Orsten Groom, RATTENGÖTTIG
Orsten Groom, Rattengöttig/Cloacine, 210×235 cm, 2014 ©
Orsten Groom, MOLA G MOLVA
Orsten Groom, Mola G Molva, 130 x195 cm ©
Orsten Groom, MARTUS PARCUS
Orsten Groom, Martus Parcus, 2016 ©

« Pourquoi n’aurait-on pas comme les musiciens, un public qui applaudirait l’œuvre finie? »
Vincent Van Gogh, Arles, 1888

Orsten Groom est le nom de scène de Simon Leibovitz-Grźeszczak qui est, tout comme son alter-ego, celui qui peint. D’origine étrangère, disons balte puisqu’il pourrait tout aussi bien être une rock star texane, l’homme et son double se confondent. Impossible de savoir qui a vraiment donné naissance à qui et quand le masque tombe ou vient se mêler aux grimaces du satyre. Impénétrables, hyper-accessibles, nos deux compères ne cachent rien à condition qu’on veuille les trouver. Et ce que ce jeu de brouillage identitaire signifie, outre la joie craquelante de la farce, c’est qu’il ne faut pas s’enticher de l’auteur. Que la peinture n’est pas son secret.

Orsten Groom, NACHSPRECHEN
Orsten Groom, Nachsprechen, 200×300 cm, 2015 ©
Orsten Groom, PHENAKISTOSCOPUS
Orsten Groom, Phenakistoscopus, 150×150 cm, 2013 ©
Orsten Groom, COLOSTRUM
Orsten Groom, Colostrum, 130×100 cm, 2015 ©

Les toiles sont pleines à craquer. C’est-à-dire qu’elles n’ont rien à voir avec un métro bondé dont les portes se referment sur jambes, bras, sacs ou fesses en excès.
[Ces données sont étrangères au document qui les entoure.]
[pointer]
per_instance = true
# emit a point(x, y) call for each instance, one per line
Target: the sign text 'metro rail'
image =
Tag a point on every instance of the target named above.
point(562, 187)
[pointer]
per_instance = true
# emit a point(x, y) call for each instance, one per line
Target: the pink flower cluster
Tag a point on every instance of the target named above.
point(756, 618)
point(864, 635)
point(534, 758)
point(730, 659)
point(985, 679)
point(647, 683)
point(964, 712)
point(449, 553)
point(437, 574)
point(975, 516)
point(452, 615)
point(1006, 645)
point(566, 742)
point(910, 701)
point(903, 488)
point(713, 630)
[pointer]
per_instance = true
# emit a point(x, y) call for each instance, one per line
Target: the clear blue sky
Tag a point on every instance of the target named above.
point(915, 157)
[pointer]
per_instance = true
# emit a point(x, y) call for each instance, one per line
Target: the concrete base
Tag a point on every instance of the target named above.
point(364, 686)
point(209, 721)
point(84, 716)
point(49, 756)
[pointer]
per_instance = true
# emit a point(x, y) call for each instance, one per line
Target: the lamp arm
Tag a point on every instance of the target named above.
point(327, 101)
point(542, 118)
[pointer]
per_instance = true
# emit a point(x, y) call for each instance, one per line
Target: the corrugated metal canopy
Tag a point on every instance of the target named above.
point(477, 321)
Elles sont pleines des mêmes débordements que ventre de la louve prête à mettre bas. Dans un paroxysme formel qui atteint tout à la fois le peintre, la toile et le regardant et qui sera pour toujours à l’endroit de l’acmé de la gestation. Ça grouille donc, mais ça grouille riche et bien. Le temps de discerner une figure n’en voilà-t-il pas une autre qui surgit et nous enserre l’échine avant de disparaître sans crier gare. C’est l’œil qui s’adapte à un champ impossible à circonscrire et qui nous invite ainsi à nous méfier du terrible terme d’image.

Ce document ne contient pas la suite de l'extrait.